Pas question pour autant d’envisager une mise en Bourse. En revanche, le groupe recherche a solid partner face à la féroce concurrence d’Edenred, the inventeur du Ticket-Restaurant. Mi-janvier, le fonds de capital-investissement Bain Capital aurait songé à une prize de participation minoritaire. Pour l’heure, aucune communication officielle n’a été établie à ce sujet.

En attendant, le groupe met le cap sur la digitalisation et n’hésite pas à jouer la carte du sur-mesure. Depuis plus d’un an, les salariés des détenteurs de la carte Sodexo Pass Restaurant peuvent se faire livrer leurs plats à domicile grâce à partnership noué between the roi des cantines et Uber Eats ou encore Takeaway.com. Sodexo investit également dans des startups de la foodtech.

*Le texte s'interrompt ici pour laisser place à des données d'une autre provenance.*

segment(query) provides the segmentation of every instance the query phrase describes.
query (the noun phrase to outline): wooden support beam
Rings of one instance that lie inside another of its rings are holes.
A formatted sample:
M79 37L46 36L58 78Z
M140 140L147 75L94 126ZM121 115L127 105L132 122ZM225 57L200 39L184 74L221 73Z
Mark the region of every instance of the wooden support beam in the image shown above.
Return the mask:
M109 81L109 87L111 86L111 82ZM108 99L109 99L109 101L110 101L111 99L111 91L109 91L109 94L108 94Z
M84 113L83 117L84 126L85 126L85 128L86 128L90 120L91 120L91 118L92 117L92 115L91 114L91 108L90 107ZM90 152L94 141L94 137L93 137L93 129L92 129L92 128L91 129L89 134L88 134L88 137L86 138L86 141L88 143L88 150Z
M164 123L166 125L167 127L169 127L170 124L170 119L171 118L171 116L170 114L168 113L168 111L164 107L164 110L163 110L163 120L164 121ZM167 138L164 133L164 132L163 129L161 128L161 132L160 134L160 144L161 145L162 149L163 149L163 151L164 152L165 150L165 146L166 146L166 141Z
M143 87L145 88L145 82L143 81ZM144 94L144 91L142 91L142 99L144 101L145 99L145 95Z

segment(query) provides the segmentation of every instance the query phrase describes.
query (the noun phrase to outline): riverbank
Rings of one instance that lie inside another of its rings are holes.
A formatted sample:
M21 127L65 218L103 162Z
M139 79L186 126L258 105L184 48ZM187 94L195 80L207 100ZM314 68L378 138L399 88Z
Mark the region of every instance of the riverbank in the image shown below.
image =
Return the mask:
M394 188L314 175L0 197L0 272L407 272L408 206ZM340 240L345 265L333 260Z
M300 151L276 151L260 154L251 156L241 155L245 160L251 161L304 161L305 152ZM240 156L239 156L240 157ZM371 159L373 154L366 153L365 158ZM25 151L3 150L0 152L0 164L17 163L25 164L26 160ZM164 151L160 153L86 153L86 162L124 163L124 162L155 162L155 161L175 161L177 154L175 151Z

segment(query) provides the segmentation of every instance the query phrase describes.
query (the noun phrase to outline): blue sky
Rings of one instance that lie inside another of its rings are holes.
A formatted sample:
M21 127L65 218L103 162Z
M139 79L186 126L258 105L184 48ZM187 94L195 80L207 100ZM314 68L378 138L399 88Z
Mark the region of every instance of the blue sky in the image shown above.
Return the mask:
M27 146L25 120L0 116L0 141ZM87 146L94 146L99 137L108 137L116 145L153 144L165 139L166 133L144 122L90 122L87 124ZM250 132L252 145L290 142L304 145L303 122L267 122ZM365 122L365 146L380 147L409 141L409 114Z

Fin février, le groupe a d’ailleurs renforcé son partenariat avec Kiwibot, la jeune pousse de livraison robotisée en vue d’accélérer the transformation of son modèle de restauration dans les universités américaines.

An interesting décote

Le specialiste de la restauration collective a du pain sur la planche ma il semble être sur la bonne voie. En témoigne optimisme des analystes, à the star de Berenberg ou encore de Royal Bank of Canada. Sur vingt-deux bureaux d’études, treize sont à achat sur le titre Sodexo. Un seul est à la vente, selon Factset.

En Bourse, the action affiche une décote intéressante par rapport à son comparable britannique. La valeur d’entreprise (capitalization boursière plus dette nette) de Sodexo représente 7,8 fois l’excédent brut d’exploitation attendu pour l’exercice en cours, contre 14 fois pour Compass. De même, au cours de Bourse actuel, le titre Sodexo se paye 15.8 fois le bénéfice net escompté pour l’exercice en cours. Ce ratio s’élève à 29 fois pour le numéro un mondial du secteur.

Seule ombre au tableau: le manque de visibilité. Tant que perdurent les crises sanitaire et géopolitique, the action Sodexo – et plus largement le secteur de la restauration collective – will remain under pressure. À ce stade, il est trop prématuré de se montrer offensif, ma le titre merite sa place en portefeuille.

Preserves the Sodexo action [SW]. Objectif de cours: 78 euros.

Investissement profile: dynamique.

Prochain rendez-vous: chiffre d’affaires quarterestriel, 1er juillet.